The victory seen from Russia, by Jesús A. Núñez Villaverde


There can be little doubt about the initial meaning that in the mind of Vladimir Putin had the word victory, when he decided to invade Ukraine: to overthrow the Government of Volodymyr Zelensky, replacing it with a puppet in charge of reforming the Constitution to remove any reference to NATO integration Y recognize Crimea as Russian territory. However, the harsh reality of a dismal performance of its troops on the ground and the extraordinary defensive will and capacity of the Ukrainian population and armed forces They have forced him to reformulate his claims. And nothing assures him that, based on the current panorama on the battlefield, he will not have to do the same thing again.

After the blitzkrieg that sought to control kyiv failed in just a few days, Moscow had to rethink its offensive, abandoning a good part of the attack fronts it had established in the early stages of the invasion. Unable to progress in any of them, with a high level of casualties from the outset and with a notable logistical fiasco, feigned a withdrawal that, in reality, was a redeployment to prepare to start a new stage with Donbas as a priority objective. Thus, while he was trying to ‘sell’ that everything was going according to plan and that he had already achieved ‘successes’ such as the neutrality of a Ukraine that, in fact, was already neutral, he went on to reinterpret downwards the idea of victory. Donbas -understood as the whole of the Donetsk and Lugansk ‘oblasts’, with 53,000 km2 and some 6 million inhabitants until the start of the invasion- is a essential objective for Moscow, to the extent that it guarantees him a land connection with a Crimea that he is not willing to give up again under any circumstances; in addition to coal and the main industrial base of Ukraine.
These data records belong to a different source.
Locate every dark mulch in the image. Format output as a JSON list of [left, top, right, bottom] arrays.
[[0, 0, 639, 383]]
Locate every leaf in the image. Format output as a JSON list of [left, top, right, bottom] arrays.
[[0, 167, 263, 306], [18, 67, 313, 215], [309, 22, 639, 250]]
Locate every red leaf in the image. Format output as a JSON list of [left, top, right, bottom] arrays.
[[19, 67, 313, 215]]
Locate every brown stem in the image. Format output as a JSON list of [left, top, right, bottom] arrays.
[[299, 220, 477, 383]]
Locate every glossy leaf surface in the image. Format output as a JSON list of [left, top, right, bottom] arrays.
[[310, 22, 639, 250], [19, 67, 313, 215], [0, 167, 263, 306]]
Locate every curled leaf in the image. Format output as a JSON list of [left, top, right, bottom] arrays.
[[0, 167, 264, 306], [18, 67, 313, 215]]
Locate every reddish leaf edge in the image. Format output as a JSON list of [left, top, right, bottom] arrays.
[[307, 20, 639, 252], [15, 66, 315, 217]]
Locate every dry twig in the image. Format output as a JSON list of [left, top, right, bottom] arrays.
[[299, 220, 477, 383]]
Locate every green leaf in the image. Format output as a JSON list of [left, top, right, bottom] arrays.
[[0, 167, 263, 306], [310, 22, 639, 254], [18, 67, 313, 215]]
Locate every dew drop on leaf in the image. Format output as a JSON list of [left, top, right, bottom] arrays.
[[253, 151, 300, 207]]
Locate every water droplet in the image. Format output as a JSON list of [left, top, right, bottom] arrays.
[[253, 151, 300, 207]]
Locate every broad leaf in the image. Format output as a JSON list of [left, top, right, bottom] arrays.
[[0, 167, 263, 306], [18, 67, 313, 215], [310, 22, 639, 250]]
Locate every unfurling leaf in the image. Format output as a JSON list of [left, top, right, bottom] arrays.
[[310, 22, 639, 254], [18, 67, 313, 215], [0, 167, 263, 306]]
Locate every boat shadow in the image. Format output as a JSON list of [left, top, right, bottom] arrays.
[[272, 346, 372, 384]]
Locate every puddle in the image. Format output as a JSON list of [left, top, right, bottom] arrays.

This explains why Russia has concentrated some 80 tactical groups (with an average of 1,000 troops each) around Donbas, with the idea of ​​launching a new offensive that seeks to control the entire region, combining a frontal attack with a pincer maneuver from the north, based on the Kharkov-Izium area, and from the south, based on the Berdyansk-Mariupol area, which at its maximum would converge in the city of Dnipro. In this way, it seeks to pocket the Ukrainian forces that are trying to avoid the loss of that region and prevent them from receiving reinforcements from the rest of the country.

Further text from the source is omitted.